Preparing quinces for cooking is a tedious job. You need to rub them under running water to remove their fuzz before peeling and coring. Cutting out the core of a quince is rather like trying to saw your bread board in half with a vegetable knife - hard and woody.
After I had made four and a half kilos of quince paste and a quince crumble, I was well over processing quinces. Fortunately, you can pick quinces green and they will ripen off the tree, so I left the rest for a couple of days while I did some research and scrubbed the sticky goo off the kitchen walls.
My trusty Times Life preserving book mentions that you can make pectin out of quinces, as well as apples and as I use pectin often, I was happy to try.
4.5kg quinces or apples
Water to cover
Roughly chop the washed fruit, including the peels, cores and seeds.
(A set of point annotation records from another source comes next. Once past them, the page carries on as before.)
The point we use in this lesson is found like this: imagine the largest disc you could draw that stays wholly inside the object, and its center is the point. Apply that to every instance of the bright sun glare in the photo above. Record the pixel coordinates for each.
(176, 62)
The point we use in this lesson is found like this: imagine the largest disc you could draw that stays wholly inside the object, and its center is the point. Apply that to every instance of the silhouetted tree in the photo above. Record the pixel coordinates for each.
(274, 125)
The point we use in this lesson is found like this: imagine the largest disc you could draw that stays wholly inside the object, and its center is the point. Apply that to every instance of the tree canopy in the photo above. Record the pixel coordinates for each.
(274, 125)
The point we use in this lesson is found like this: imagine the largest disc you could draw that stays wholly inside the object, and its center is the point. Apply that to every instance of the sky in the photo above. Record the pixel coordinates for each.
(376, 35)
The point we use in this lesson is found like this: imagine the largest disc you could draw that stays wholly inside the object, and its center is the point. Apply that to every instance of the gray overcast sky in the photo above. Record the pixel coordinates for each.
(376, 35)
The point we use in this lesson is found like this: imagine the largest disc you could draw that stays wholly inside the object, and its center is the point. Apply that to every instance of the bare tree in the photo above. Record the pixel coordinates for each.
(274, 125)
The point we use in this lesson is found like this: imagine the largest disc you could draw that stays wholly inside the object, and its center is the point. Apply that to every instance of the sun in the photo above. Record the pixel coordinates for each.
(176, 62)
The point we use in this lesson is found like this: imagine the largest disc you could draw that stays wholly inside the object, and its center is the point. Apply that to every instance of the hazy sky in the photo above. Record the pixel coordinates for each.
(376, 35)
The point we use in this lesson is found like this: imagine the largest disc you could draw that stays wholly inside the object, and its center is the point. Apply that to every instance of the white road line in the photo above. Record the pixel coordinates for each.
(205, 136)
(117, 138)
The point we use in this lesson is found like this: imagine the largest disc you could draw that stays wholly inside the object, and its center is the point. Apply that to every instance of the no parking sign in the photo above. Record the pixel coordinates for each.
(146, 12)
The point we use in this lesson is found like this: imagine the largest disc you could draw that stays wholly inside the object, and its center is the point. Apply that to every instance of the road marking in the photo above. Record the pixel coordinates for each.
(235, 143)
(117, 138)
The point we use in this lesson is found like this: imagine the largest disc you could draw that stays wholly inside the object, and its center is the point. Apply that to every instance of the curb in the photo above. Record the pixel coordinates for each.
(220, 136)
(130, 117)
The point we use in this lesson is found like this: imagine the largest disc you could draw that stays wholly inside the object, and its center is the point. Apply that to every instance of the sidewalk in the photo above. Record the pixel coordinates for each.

Place in a large pot and barely cover with water.
Bring to the boil then reduce heat and simmer till soft.
Drip contents through a jelly bag, at least overnight.
Return to the clean pan and boil until the quantity has reduced by half.
Test for pectin...exciting
You can test how strong the pectin content is by putting a teaspoon of juice into bowl and mixing in two tablespoons of methylated spirits.
Swirl together.
If the pectin content is low, small separate lumps will form. Juice high in pectin will form one large mass.
Discard the mixture from the bowl...don’t attempt to eat it.
If the set is not strong, continue to reduce the liquid and test again.
Filter through muslin before bottling.
Pour into sterilised bottle and seal or freeze in ice block trays
To use:
Rule of thumb, according to the book, is 150ml of pectin to 1.25 litres of fruit juice for making jelly. It should be enough for 2kg of soft fruit when making jam.
Quince pectin has the lovely red colour of cooked quince and a distinctive flavour. It is particularly good with berries, pears and apples.